Viel zu tun für Betriebsräte

Den Betriebsräten kommt bei der Umsetzung der neuen Regelungen eine zentrale Funktion zu. Sie müssen:
• die Ausbildertätigkeiten im Betrieb analysieren und den Eingruppierungsmerkmalen zuordnen,

• den tatsächlichen Bedarf und Zusatzbedarf an Ausbildertätigkeiten feststellen,

• fehlende Qualifikationen vom Arbeitgeber einfordern und

• die Ausbildung im Betrieb vom Zufallsprinzip auf ein geplantes, zielgerichtetes Handeln und eine Steigerung der Qualität umgestellen.

Die neuen Eingruppierungsmerkmale gelten ab 1. Januar 2022. Es war das gemeinsame Ziel von GDL und Arbeitgeber, die materiellen Arbeitsbedingungen und die Qualität der Ausbildung zu verbessern und Anwendungssicherheit der Neuregelungen herzustellen. Die betriebliche Handhabung der Neuregelungen wird zeigen, 0b diese Ziele tatsächlich erreicht werden.

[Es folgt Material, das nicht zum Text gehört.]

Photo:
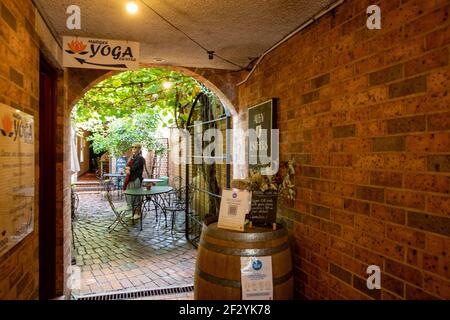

Erschwerniszulagen in Werkstätten

Die Erschwerniszulagen erhalten 90 Prozent aller Arbeitnehmer in den Werkstätten. Die Zulage wird pro Stunde gezahlt. Die Erschwerniszulagen unterliegen grundsätzlich der Dynamik der Entgelttabellen. Außerhalb und zusätzlich zur Dynamik steigen diese Zulagen zum 1. Januar 2022 um zwölf Prozent. Durch die Dynamisierungsschritte von 1,5 Prozent vor dieser Erhöhung und mit der Dynamisierung von 1,8 Prozent zum 1. März 2023 ergibt sich eine Steigerung der Erschwerniszulagen von insgesamt rund 15 Prozent.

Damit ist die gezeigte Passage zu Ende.